原発事故時に被ばくを低減するために行う屋内退避の運用に関して議論していた原子力規制委員会の検討チームは5日、報告書の案を発表しました。屋内退避は、3日間の継続を目安に、生活維持が可能であればさらに継続する場合もあるとしています。屋内退避の運用に関するQ&Aも公表されました。
規制委の定めた原子力防災対策指針では、原発事故が発生し周辺住民に放射線影響が生じるおそれのある事態(全面緊急事態)では、原発から5キロ圏内(PAZ)は避難を実施。5~30キロ圏内(UPZ)は屋内退避をし、その後、空間線量の測定結果に応じて避難などに移行することになっています。
昨年1月の能登半島地震では、家屋の倒壊や断水、道路が寸断して集落が孤立し、さらには放射線防護施設の損傷も発生。地震などと原子力災害が複合した場合の屋内退避の実効性に疑念が生じました。

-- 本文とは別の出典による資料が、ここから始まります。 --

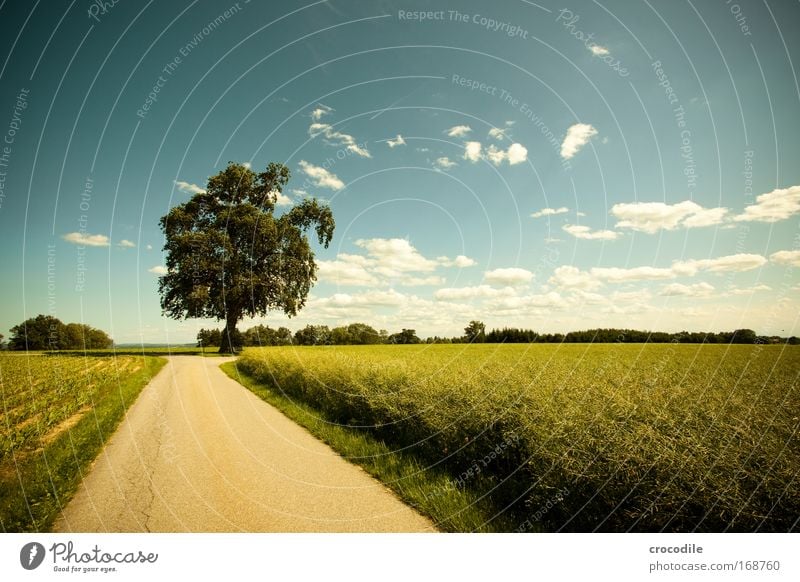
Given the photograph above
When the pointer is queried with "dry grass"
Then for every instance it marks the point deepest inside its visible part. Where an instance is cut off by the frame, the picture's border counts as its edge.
(576, 437)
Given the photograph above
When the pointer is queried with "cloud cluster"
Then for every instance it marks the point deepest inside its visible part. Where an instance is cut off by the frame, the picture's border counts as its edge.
(572, 277)
(388, 261)
(336, 138)
(458, 131)
(190, 188)
(549, 212)
(650, 217)
(510, 276)
(773, 206)
(320, 111)
(515, 154)
(578, 135)
(86, 240)
(444, 163)
(393, 143)
(584, 232)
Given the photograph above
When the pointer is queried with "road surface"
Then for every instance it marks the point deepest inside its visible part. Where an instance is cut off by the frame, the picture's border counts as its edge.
(198, 452)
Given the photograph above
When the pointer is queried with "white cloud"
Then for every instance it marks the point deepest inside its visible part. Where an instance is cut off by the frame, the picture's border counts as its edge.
(390, 298)
(579, 231)
(750, 290)
(549, 212)
(86, 240)
(474, 292)
(786, 258)
(188, 187)
(388, 261)
(337, 138)
(527, 304)
(472, 151)
(321, 177)
(320, 111)
(510, 276)
(578, 135)
(621, 275)
(650, 217)
(462, 262)
(499, 133)
(346, 270)
(731, 263)
(773, 206)
(282, 199)
(706, 217)
(516, 154)
(444, 163)
(396, 141)
(459, 131)
(695, 290)
(495, 155)
(569, 277)
(395, 255)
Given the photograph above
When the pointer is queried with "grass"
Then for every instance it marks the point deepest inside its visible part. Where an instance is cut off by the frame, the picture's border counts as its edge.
(148, 351)
(58, 411)
(604, 437)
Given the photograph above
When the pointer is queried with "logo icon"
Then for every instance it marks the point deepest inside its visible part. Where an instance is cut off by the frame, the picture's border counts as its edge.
(31, 555)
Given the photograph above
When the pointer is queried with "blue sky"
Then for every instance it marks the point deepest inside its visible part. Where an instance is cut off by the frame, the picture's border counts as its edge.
(528, 164)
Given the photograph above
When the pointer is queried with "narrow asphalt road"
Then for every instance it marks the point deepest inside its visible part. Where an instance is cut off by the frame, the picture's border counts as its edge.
(198, 452)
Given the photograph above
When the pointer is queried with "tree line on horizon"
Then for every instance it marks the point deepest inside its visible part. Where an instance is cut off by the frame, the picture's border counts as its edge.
(45, 332)
(475, 332)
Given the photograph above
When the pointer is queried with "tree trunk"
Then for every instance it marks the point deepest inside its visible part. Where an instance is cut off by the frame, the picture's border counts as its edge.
(227, 345)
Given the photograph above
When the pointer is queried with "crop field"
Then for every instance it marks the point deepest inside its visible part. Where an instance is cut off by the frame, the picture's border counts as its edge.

しかし、規制委は、複合災害時には自然災害に対する安全の確保を優先すると説明し、原災指針の考え方を変更する必要はないとしています。一方、屋内退避について実施期間、解除や避難への切り替え判断などの運用上の課題があるとして、検討チームを設置して昨年4月から議論してきました。
報告書案では、屋内退避の開始時期や対処範囲は、従来通り全面緊急事態に至った時点においてUPZ全域で実施するとしています。屋内退避の継続期間の目安を3日間とするとしており、3日間の生活維持のためには「各家庭に備蓄があることが重要」などとしています。
3日目以降の継続が可能かどうかについては、物資の供給状況などを踏まえて随時判断していく運用が望ましいとしており、生活の維持が困難な場合は、国が個々の地域ごとに判断の上、避難を指示することが適切としています。